Hükümet, devletin kontrolünde bir otomobil markası yaratma macerasına başladığında bu girişiminin kesinlikle ilk hedefi halkının gelir seviyesine uygun erişilebilir bir otomobil üretmek değildi. Hem otomobil altyapısı olarak seçilen elektrikli altyapı hem bazı noktalarda ultra-lüks segment sınıfına hitap eden tasarım tercihleri Togg markasının bir halk otomobili olamayacağının açık ilanıydı. Kervan yolda ilerlerken fark edilmeye başlanmış olmalı ki halkımızın yüzde 90’ı, 30 sene aralıksız bu amaç için çalışsa dahi bu otomobilin ancak pilini alabilecek, 'o zaman bir şeyler yapalım' dendi. Daha bolca ek düzenlemeye ihtiyaç duymasına karşın Togg fiyatını etkileyecek yasal düzenlemelere getirildi. Muhtemeldir ki yine de araç, satışa sunulduğunda fiyatı, ortalama 2+1 ev kadar olacak. Fakat haberlere konu olan yeni düzenlemeler ve aracın Ironman filminden çıkmış gibi duran görünüşü ve özellikleri sayesinde Togg, şimdiden Türk halkı için oldukça çekici hale geldi. Konuştuğum ve izlediğim herkes aracı çok merak ediyor hatta satın almak için büyük bir istek duyuyor. Peki gerçekte Togg dahil, elektrikli otomobiller övüldüğü kadar hem enerji, hem çevre, hem kullanım maliyeti sorunlarına mucizevi çözüm mü? Gelin şimdi elektrikli otomobillerin biraz da karanlık yüzüne bakalım.
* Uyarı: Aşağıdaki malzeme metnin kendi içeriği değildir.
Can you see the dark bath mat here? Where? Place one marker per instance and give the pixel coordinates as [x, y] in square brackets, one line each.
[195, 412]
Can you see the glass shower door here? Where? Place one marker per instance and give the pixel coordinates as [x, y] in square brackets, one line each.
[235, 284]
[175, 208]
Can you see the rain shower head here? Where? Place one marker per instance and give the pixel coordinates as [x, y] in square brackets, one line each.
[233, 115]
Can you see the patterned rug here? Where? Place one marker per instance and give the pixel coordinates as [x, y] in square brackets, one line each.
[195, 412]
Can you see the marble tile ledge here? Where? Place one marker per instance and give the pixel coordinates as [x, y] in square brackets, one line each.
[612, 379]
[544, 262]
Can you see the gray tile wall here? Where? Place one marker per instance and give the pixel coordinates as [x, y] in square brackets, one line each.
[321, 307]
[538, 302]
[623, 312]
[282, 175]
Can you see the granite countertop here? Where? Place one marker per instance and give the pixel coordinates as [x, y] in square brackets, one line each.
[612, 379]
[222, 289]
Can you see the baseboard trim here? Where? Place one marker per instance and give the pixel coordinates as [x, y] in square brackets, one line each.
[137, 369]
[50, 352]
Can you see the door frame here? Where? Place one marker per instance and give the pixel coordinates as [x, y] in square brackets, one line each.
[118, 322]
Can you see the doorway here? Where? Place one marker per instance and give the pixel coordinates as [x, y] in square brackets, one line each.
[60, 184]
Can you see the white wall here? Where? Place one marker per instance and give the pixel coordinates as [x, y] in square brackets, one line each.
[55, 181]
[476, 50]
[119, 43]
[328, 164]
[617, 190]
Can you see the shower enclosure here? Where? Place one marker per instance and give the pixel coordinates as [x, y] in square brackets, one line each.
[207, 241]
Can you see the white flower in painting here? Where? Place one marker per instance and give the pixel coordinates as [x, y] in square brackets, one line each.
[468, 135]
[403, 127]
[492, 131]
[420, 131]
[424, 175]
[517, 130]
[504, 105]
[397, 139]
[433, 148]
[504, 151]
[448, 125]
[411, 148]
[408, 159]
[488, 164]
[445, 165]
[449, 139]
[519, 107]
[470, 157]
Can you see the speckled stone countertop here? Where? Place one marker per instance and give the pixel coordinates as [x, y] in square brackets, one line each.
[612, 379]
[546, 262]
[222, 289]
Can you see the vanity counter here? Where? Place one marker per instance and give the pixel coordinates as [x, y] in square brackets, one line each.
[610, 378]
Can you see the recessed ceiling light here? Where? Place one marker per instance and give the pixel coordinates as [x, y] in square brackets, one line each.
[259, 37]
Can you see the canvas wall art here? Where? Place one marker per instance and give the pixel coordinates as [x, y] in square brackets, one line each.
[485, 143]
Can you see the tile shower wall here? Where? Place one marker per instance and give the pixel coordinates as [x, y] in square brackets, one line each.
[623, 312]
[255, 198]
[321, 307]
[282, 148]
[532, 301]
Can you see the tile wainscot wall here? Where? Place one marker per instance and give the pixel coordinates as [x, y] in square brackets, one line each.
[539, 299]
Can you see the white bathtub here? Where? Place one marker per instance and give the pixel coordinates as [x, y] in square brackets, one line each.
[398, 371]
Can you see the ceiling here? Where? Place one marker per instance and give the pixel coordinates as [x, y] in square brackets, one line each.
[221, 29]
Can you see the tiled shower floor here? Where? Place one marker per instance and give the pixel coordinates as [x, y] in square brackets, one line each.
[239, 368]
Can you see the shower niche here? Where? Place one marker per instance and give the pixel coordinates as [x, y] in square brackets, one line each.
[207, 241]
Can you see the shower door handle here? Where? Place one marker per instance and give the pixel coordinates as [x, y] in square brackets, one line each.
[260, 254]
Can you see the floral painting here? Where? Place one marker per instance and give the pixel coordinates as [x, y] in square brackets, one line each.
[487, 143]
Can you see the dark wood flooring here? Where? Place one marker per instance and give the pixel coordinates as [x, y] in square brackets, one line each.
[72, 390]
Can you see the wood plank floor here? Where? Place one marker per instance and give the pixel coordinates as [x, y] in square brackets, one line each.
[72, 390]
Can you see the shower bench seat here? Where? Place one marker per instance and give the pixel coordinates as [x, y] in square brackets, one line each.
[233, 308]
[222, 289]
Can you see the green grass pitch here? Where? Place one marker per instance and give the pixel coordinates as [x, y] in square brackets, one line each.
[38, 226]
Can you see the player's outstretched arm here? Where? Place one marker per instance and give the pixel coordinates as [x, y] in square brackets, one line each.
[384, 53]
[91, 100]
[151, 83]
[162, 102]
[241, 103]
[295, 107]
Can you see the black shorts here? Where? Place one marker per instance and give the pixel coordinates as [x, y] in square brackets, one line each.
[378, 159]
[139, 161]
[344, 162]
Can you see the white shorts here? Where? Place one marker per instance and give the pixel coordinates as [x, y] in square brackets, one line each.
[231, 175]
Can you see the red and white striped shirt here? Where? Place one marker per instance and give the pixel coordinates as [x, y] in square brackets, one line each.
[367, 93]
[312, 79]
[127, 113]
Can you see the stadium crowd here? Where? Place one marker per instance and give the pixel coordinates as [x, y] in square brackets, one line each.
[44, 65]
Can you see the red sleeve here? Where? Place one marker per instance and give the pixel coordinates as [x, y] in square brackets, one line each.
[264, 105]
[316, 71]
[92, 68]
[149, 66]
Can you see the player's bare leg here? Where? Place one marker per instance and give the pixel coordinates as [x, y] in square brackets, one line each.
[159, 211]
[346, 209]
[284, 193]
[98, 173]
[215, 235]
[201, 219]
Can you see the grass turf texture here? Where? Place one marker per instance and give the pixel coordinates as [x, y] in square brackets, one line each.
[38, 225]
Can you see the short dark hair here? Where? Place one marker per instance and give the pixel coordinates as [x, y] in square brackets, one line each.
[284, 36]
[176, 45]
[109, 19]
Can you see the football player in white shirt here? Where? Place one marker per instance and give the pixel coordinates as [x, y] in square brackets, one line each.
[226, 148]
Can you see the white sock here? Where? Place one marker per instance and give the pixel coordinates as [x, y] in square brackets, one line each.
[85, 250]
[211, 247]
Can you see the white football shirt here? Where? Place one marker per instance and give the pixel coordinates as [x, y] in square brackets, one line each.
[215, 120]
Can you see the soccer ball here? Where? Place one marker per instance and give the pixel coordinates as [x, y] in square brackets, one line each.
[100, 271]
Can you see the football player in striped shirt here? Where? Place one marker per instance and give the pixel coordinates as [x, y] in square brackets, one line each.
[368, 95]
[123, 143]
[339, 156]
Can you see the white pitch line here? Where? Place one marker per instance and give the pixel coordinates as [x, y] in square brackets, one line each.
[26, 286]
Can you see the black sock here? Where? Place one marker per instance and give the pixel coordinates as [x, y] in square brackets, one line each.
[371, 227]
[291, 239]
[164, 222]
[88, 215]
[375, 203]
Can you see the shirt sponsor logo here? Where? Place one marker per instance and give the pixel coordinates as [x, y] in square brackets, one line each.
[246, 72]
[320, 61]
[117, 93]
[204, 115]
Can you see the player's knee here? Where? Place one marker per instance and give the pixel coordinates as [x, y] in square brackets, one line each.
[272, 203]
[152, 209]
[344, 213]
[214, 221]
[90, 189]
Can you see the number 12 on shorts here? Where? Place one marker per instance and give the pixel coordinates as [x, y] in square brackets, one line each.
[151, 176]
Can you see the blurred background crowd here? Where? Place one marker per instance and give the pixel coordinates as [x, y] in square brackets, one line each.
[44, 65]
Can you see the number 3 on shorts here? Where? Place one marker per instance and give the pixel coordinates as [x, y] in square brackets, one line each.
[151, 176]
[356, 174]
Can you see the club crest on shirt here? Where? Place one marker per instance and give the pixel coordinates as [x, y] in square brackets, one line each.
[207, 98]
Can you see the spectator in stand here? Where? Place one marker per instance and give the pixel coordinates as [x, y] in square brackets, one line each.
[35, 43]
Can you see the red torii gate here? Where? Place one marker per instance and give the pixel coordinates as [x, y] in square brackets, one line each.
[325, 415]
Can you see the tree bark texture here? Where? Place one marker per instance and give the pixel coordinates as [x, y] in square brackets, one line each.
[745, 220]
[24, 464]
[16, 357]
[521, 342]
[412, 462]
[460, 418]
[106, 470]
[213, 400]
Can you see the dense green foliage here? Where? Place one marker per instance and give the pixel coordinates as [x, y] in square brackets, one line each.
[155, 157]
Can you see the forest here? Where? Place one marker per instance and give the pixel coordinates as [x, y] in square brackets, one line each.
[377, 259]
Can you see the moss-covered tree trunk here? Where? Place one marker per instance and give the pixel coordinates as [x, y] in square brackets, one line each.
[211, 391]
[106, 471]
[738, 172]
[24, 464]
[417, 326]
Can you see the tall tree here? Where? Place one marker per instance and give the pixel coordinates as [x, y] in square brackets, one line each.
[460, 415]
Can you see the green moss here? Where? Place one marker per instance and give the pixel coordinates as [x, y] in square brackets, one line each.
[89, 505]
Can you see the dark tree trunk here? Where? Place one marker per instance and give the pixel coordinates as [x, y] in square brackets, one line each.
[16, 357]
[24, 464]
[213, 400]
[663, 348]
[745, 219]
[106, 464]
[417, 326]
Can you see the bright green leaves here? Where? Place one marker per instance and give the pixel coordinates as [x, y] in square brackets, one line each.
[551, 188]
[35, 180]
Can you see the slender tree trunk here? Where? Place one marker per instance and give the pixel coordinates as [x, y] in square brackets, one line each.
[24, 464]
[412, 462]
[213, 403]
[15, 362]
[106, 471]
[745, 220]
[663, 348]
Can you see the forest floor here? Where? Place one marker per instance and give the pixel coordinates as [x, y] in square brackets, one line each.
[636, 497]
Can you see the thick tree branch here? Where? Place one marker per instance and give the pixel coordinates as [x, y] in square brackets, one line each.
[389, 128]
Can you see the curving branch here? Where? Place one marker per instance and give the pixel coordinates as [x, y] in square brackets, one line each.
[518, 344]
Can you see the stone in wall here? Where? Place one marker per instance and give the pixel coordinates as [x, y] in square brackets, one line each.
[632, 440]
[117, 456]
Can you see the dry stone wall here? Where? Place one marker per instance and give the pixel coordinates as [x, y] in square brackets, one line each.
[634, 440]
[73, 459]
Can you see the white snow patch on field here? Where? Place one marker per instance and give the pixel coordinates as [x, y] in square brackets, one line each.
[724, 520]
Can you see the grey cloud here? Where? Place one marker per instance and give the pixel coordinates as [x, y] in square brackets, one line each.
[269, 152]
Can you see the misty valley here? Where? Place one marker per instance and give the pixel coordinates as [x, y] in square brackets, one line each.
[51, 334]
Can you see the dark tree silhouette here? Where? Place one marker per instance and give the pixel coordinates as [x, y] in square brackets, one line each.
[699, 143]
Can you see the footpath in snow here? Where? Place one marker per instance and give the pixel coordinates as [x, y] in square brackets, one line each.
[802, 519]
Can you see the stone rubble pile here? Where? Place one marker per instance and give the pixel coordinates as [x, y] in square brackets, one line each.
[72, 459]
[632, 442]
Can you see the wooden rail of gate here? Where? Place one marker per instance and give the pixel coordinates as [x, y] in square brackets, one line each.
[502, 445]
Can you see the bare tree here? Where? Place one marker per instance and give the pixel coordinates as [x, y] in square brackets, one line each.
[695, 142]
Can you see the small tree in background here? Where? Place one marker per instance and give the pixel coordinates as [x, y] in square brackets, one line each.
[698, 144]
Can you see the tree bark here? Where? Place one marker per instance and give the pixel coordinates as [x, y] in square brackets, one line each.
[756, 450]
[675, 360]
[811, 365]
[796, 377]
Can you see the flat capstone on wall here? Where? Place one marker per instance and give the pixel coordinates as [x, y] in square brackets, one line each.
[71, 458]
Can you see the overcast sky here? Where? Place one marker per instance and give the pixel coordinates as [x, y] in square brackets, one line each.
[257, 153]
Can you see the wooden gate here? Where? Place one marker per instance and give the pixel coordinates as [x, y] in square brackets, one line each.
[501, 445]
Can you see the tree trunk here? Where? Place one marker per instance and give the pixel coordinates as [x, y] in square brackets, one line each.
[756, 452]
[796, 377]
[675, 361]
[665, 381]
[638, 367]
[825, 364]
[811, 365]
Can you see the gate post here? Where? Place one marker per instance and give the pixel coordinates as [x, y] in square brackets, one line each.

Öncelikle elektrikli otomobilden bahsedince aklınıza kocaman büyük bir pil gelmeli. Çünkü pil takımı, elektrikli bir aracın içindeki en önemli bileşendir. Pil, elektrikli aktarma organının yanı sıra bir otomobilin içindeki tüm elektronik aksamın da güç kaynağıdır. İçten yanmalı motorlu bir arabanın motor bloğuna benzer olarak bir elektrikli aracın menzili, gücü ve genel sürüş deneyimi doğrudan pil paketinin gücüne ve verimliliğine bağlıdır.
İlk sorun şu ki, elektrikli araçlar için üretilen pil bataryaları, madenciliği oldukça zor olan lityum, kobalt, nikel, neodimyum ve disprosyum gibi nadir toprak minerallerine ihtiyaç duyarlar. Bu mineraller aynı zamanda, topraktan çıkarıldıklarında çevre için çok zehirlidir. Bu minerallerin madenciliği yerel su kaynağına zarar verebilir, yerel faunayı öldürebilir ve toprağı kirletebilir. Ayrıca elektrikli otomobilleri, “işte Dünya’yı kurtaracak muhteşem ürün” diye lanse eden otomobil üreticilerinin, en büyük kobalt madencisi ülke olan Kongo madenlerinde seneden seneye katlanarak artan oranlarda “çocuk işçilerin” kullanılmasına göz yummaları da ayrı bir ironidir. Çevre ve insanlık için bir iyi haber şu ki lityum pil paketleri diğer çinko bazlı pillerin aksine geri dönüştürülebilir.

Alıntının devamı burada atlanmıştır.